Is your current business thriving? Do you enjoy a regular cash surplus that you’re unsure what to do with? Then perhaps you might consider starting a side hustle! While it might sound like a risky idea, some successful Filipino franchises actually began as side hustles by plucky entrepreneurs to earn extra revenue. Take Jollibee, for instance. Founded by Filipino-Chinese business mogul Tony Tan Caktiong in 1975, it began as an ice cream parlor that also sold sandwiches and cooked meals upon request from customers. Once these side hustles began to outsell the ice cream they quickly reimagined themselves as a fast food restaurant, and the rest is history.
But what kind of products make for a good side hustle? In today’s article, we’ll be suggesting an exotic product which has potential in the current market: Hong Kong Milk Tea.
Milk tea is a beverage known for its signature creamy flavor. A staple in every Cantonese restaurant, milk tea (also known as lai cha) has taken the Philippines by storm in recent years through its famous boba tea version. Studies conducted in 2018 showed the consumption of boba tea increased by 3500% in that year alone, with the Philippines becoming the 3rd largest consumer of milk tea products in all of Southeast Asia.
Today we’ll be taking a look at a more traditional Hong Kong-style milk tea which can be made at home with everyday Filipino ingredients. Its caffeine content and easy recipe make it a great alternative to instant coffee.
Here's how to brew an authentic cup of Hong Kong Milk Tea:
6 cups of hot water.
9 Lipton tea bags. You can use any other black tea bags, the stronger the better.
¾ cup evaporada. Adjust to taste if desired.

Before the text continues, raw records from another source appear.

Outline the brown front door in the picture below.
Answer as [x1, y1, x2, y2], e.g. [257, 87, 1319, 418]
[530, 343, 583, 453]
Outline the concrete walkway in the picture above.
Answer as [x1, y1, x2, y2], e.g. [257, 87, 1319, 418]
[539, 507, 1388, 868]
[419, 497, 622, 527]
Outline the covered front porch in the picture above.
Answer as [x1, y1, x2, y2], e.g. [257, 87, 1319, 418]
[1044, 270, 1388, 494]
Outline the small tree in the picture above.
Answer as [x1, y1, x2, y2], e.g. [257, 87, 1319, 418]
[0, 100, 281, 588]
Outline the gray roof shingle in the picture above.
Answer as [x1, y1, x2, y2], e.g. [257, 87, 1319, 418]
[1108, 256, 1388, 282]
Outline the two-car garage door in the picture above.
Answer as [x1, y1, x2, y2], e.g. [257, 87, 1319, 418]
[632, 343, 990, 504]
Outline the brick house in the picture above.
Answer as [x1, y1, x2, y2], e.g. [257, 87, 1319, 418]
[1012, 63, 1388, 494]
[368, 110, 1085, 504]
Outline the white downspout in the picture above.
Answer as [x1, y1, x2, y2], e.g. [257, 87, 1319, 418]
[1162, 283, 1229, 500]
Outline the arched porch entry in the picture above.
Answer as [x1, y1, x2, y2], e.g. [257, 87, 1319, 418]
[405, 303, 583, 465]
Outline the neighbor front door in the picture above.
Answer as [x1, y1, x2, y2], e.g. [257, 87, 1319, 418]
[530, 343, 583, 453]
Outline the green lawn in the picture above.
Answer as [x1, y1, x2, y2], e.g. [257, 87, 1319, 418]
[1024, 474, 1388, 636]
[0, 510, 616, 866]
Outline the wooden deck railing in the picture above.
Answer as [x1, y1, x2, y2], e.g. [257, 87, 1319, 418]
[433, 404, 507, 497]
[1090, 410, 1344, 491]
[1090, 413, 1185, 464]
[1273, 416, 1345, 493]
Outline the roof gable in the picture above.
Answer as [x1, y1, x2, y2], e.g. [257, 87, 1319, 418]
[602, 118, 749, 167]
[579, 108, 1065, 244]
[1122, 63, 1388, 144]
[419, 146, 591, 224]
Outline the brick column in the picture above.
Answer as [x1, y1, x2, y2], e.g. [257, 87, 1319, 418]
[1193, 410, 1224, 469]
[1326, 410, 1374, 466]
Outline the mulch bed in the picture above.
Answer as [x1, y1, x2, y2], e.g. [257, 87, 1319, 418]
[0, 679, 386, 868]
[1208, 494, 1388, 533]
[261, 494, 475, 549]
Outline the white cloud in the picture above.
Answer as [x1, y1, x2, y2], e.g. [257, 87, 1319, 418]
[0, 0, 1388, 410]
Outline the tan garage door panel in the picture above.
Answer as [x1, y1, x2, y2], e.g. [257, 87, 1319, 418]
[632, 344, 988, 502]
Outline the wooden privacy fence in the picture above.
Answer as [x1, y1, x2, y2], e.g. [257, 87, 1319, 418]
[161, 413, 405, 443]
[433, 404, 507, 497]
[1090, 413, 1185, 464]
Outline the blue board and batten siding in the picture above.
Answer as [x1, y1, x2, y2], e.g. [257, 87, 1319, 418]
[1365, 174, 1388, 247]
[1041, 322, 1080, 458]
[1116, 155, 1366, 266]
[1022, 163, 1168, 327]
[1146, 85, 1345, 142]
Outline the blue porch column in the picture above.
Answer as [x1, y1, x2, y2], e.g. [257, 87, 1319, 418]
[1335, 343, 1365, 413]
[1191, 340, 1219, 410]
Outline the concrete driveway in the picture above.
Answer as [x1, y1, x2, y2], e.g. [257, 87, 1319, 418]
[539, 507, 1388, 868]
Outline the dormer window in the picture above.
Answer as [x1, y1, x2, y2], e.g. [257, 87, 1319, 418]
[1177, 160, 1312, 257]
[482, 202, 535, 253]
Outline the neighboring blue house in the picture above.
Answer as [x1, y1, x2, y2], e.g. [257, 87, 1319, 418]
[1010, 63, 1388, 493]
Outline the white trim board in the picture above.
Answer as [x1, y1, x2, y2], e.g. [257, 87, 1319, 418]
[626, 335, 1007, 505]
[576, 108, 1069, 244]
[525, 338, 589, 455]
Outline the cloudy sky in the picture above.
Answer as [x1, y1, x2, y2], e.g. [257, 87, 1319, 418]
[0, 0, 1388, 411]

3 tbsp sugar. Adjust to taste if desired
Bring the water to a boil in a pot. Turn off heat and allow to cool for 2 minutes. This is to reduce the overall bitterness of the milk tea.
Cut open the tea bags with scissors and empty the leaves into another pot.
Pour the hot water into leaves. Allow to sit and steep for 5 minutes.
Filter the tea, preferably through a fine sieve or kitchen filter. If you want the authentic Hong Kong creamy texture, try filtering the tea 2-3 times (optional).
Add the sugar and stir till dissolved.
Add the evaporada.
Serve and enjoy! Alternatively, you could also serve it cold by allowing the milk tea to cool and then adding to a tall glass full of ice. Cold milk tea is called tong lai cha, while hot milk tea is called yiht lai cha.
We hope you’ve enjoyed our little recipe.